Ontario’s Superior Court of Justice has ruled that TD Waterhouse was within its rights to sell off a client’s stocks in order to meet margin calls, even though it acted before the deadline it gave the investor.

An investor, Bruce Paciorka, claimed damages from TD Waterhouse relating to three sell-offs made by TD Waterhouse on Paciorka’s margin account between June and October 2002. Paciorka alleged that the sell-offs were both premature and excessive, resulting in losses to him and entitling him to damages.

He claimed that TD Waterhouse was not in compliance with industry standards and negligent in its handling of his account and responsible for his losses. In the alternative, he claimed damages because TD Waterhouse breached its statutory duty to him, or its fiduciary obligation to him as an investor.

The first margin call at issue was made on July 15, 2002. In a letter, TD Waterhouse set out a period of 10 days by which Paciorka was required to make a deposit in cash or stocks of $231,998. On the same day, however, TD Waterhouse sold 14,400 of the plaintiff’s shares for US$427,916.

The second disputed margin call was made on July 31, 2002. In a letter, TD Waterhouse demanded a capital injection of $15,970 by August 13, 2002. On August 15, 2002 TD Waterhouse sold US$118,166 worth of shares.

The third margin call was made on October 7, 2002. By letter, a demand was made for a capital injection of $132,414 by October 18. Yet, on October 9, TD Waterhouse sold assorted shares.

Paciorka alleged that TD Waterhouse breached the standard of care owed to him when it failed to honour the time frame set forth in the demand letters and to make sales that were vastly in excess of the amount required to cover the margin calls.

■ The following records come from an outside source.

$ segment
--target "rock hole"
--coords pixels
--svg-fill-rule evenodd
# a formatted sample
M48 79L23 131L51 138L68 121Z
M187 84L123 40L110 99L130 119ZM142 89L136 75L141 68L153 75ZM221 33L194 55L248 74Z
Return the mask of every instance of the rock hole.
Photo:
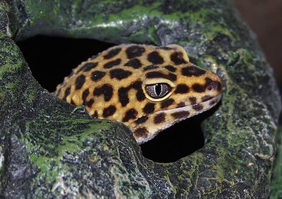
M87 39L38 35L17 42L33 77L49 92L82 61L115 44Z
M114 46L92 39L47 36L36 36L17 44L33 77L50 92L81 62ZM213 112L189 118L161 131L140 146L143 155L155 162L171 162L201 148L204 136L200 125Z

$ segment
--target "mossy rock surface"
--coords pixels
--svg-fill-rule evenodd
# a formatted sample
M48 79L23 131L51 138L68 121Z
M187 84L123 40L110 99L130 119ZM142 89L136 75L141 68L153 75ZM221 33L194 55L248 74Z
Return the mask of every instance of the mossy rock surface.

However, the court found in the brokerage’s favour. It noted that, “There is ample Canadian authority supporting the broker’s contractual right to take market action when sufficient margin is not posted… The real issue is whether a broker has the right to take market action on the same day as the margin call. It is my belief that the law stands firmly on the broker’s side.”

The court said that, although the discount broker may follow a public relations policy of attempting to notify customers by phone when a margin call was being made, this notice is not required if the margin agreement specifically states that the defendant is entitled to act in its sole discretion.

“The courts give deference to these types of provisions because of clear policy concerns respecting the position of brokers who must be able to act quickly to preserve their own financial position. The nature of the securities being purchased and the volatility of the market for those sorts of securities require that those agreements which empower the broker to act must be respected,” it said. “In these circumstances, any delay on the part of the broker could potentially put the broker’s own money at risk. As has been established by the case law, a broker is not to engage in co-speculating with their customers. Thus, the obligation to make a demand and give reasonable time before acting that are typically imposed on a creditor are narrowed in this type of relationship, because of the unique circumstances associated with margin accounts where the security is publicly traded securities.”

The court also ruled that TD Waterhouse did not act negligently in connection with any of the credit sell-outs in Paciorka’s margin account. “To the contrary, TD Waterhouse initiated the sell-outs as a result of the margin deficiencies in the accounts after Mr. Paciorka failed to respond to the margin calls,” it found. “The timing and the amounts of the sell-outs were determined in accordance with the state of the margin deficiency in the account at the particular times. The parties did not maintain a fiduciary relationship… In addition, a lower standard of care was imposed on TD Waterhouse by virtue of its position as a discount brokerage and the characteristics associated with such a position. Thus, negligence on the part of TD Waterhouse has not been established.”